Political official in Greater Manchester

The mayor of Greater Manchester is the directly elected strategic authority mayor of Greater Manchester, responsible for strategic governance in the region that includes health, transport, housing, strategic planning, waste management, policing, the Greater Manchester Fire and Rescue Service and skills. The creation of the mayor of Greater Manchester was agreed between the then Chancellor of the Exchequer, George Osborne, and Greater Manchester's 10 district council leaders. As well as having specific powers, the mayor chairs the Greater Manchester Combined Authority, also assuming the powers of the Greater Manchester Police and Crime Commissioner.

Tony Lloyd was appointed as interim mayor for Greater Manchester in May 2015. The first Greater Manchester mayoral election took place on 4 May 2017 and was won by Andy Burnham, who was subsequently re-elected for a second term in May 2021 and for a third in May 2024.

Paul Dennett was acting in the absence of a mayor, as he is legally required to do as deputy mayor, following Burnham's election to the House of Commons in the 2026 Makerfield by-election which disqualified him from holding the post. The 2026 Greater Manchester mayoral by-election was held on 30 July 2026, and was won by Bev Craig.

==Background==
The ten local authorities which make up Greater Manchester work together as the Greater Manchester Combined Authority, which carries out work through bodies including Transport for Greater Manchester and the Greater Manchester Waste Disposal Authority. There is a directly elected Mayor of Salford for the City of Salford. In 2008, Bury rejected a proposal for an elected mayor for the borough only. In 2012, Manchester rejected a similar proposal for the City of Manchester only. There is also a Lord Mayor of Manchester which is a ceremonial post.
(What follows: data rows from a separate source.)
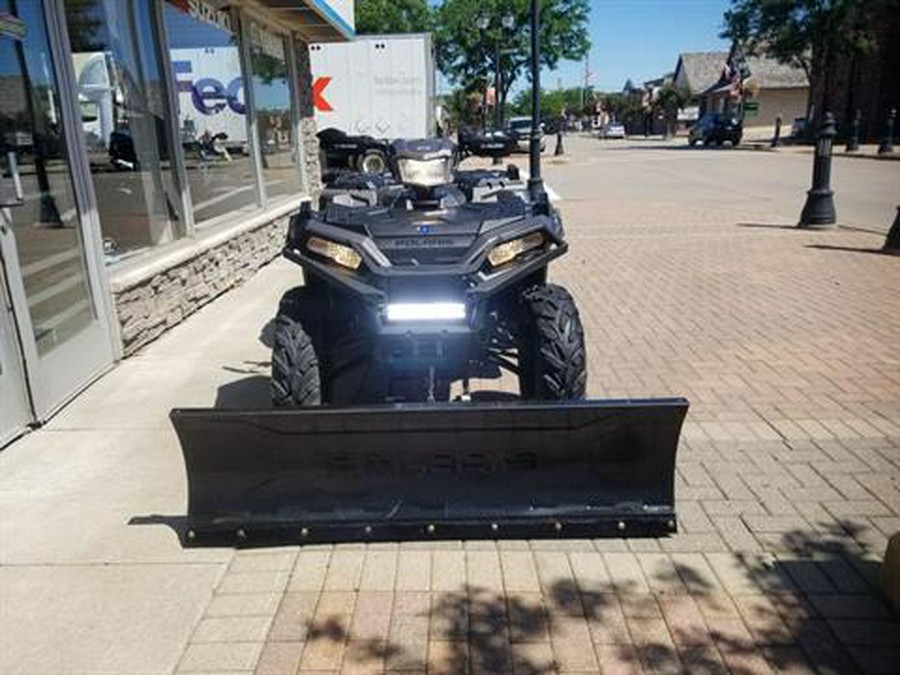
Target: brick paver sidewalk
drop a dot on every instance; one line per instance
(786, 343)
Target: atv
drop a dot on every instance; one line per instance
(418, 278)
(340, 152)
(423, 277)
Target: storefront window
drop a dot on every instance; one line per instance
(274, 119)
(212, 112)
(122, 102)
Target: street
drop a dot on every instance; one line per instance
(691, 281)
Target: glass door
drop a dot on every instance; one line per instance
(50, 259)
(15, 413)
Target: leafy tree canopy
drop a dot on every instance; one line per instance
(392, 16)
(466, 54)
(809, 34)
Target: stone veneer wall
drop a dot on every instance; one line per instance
(149, 308)
(308, 130)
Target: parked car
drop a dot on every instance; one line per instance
(520, 129)
(470, 141)
(613, 130)
(716, 128)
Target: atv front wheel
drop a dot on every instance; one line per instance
(296, 378)
(552, 360)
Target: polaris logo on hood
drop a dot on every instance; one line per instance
(417, 242)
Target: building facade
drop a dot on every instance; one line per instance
(151, 152)
(760, 90)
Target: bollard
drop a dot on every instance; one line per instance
(887, 144)
(818, 212)
(776, 139)
(853, 140)
(892, 243)
(560, 150)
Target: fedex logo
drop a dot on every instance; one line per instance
(319, 94)
(209, 95)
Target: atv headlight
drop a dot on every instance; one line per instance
(343, 255)
(425, 172)
(502, 254)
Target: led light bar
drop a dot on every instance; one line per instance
(426, 311)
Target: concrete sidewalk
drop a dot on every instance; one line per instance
(788, 475)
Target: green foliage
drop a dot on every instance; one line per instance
(555, 102)
(393, 16)
(466, 54)
(809, 34)
(623, 107)
(670, 98)
(463, 107)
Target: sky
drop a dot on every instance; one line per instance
(641, 40)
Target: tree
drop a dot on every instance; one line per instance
(466, 54)
(392, 16)
(809, 34)
(670, 100)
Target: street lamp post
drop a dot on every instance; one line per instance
(853, 141)
(818, 212)
(887, 145)
(507, 23)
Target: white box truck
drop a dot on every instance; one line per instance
(376, 85)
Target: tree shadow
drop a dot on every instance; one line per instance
(852, 249)
(771, 226)
(267, 333)
(689, 620)
(250, 393)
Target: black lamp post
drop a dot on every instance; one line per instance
(887, 144)
(507, 23)
(535, 184)
(818, 212)
(853, 141)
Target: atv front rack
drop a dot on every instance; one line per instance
(431, 471)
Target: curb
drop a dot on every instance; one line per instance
(851, 155)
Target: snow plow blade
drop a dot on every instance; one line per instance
(441, 471)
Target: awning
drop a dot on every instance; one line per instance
(316, 20)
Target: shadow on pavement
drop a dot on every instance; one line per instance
(813, 611)
(267, 334)
(249, 393)
(770, 226)
(178, 524)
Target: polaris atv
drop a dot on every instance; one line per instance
(423, 277)
(340, 152)
(416, 279)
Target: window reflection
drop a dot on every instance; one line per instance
(123, 115)
(274, 119)
(212, 114)
(46, 225)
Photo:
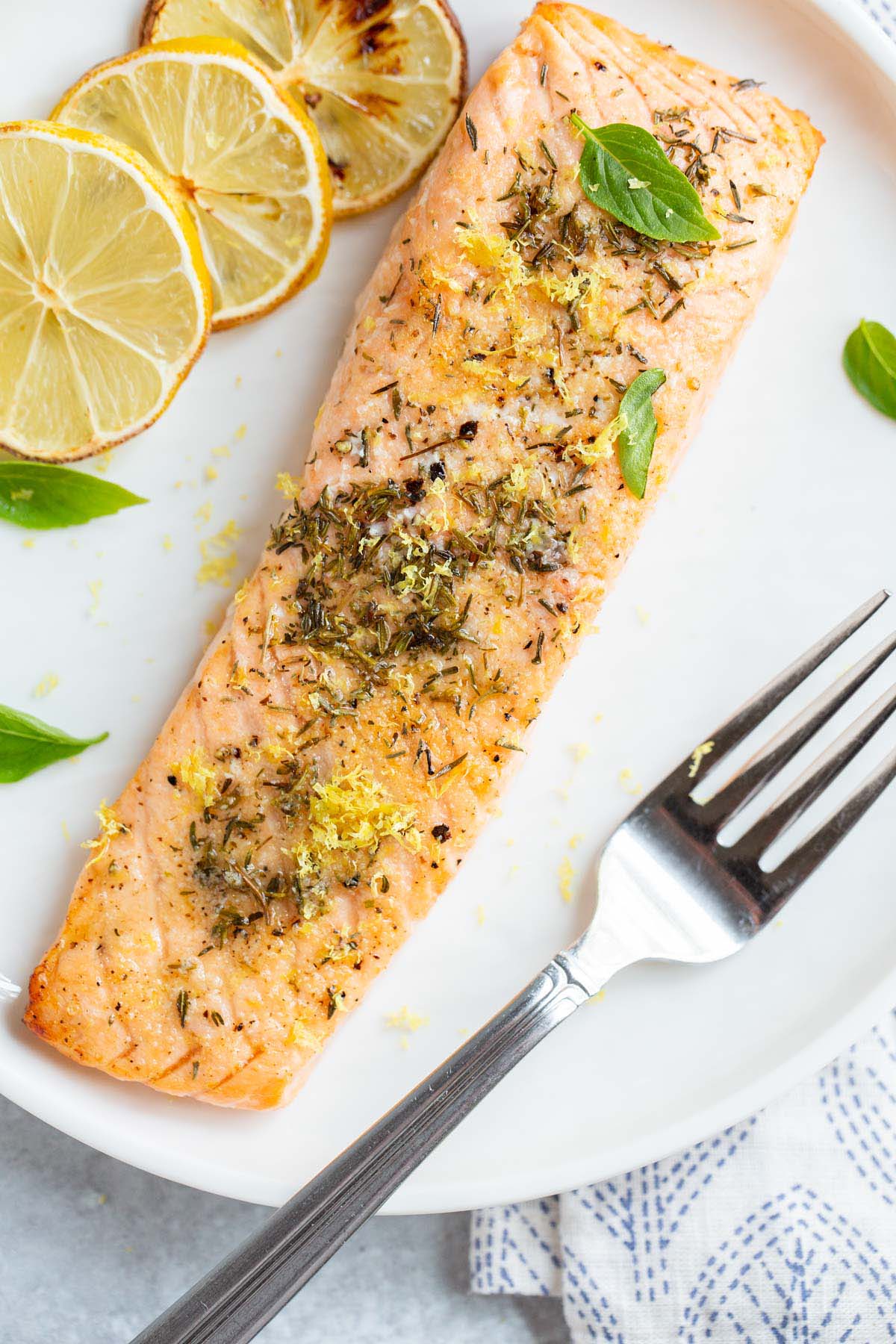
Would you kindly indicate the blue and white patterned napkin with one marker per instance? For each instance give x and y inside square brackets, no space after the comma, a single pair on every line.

The proposal for an elected mayor was announced in November 2014 by George Osborne. The creation of an elected mayor for Greater Manchester required new primary legislation and the first election was announced to take place on 4 May 2017. On 29 May 2015, Tony Lloyd was appointed as interim mayor by the combined authority leaders. The Labour Party candidate was confirmed as being Andy Burnham on 9 August 2016, fending off Ivan Lewis and Tony Lloyd to the position. The Liberal Democrats candidate was confirmed in September 2016 as Jane Brophy, who is a Trafford Borough councillor. Later in September, the Green Party announced that their candidate would be Deyika Nzeribe; however Nzeribe later died as a result of a heart attack on New Year's Day 2017 and Will Patterson was chosen to replace him. In October 2016, the Conservative Party announced that Sean Anstee, Leader of Trafford Metropolitan Borough Council, would run as their candidate for mayor.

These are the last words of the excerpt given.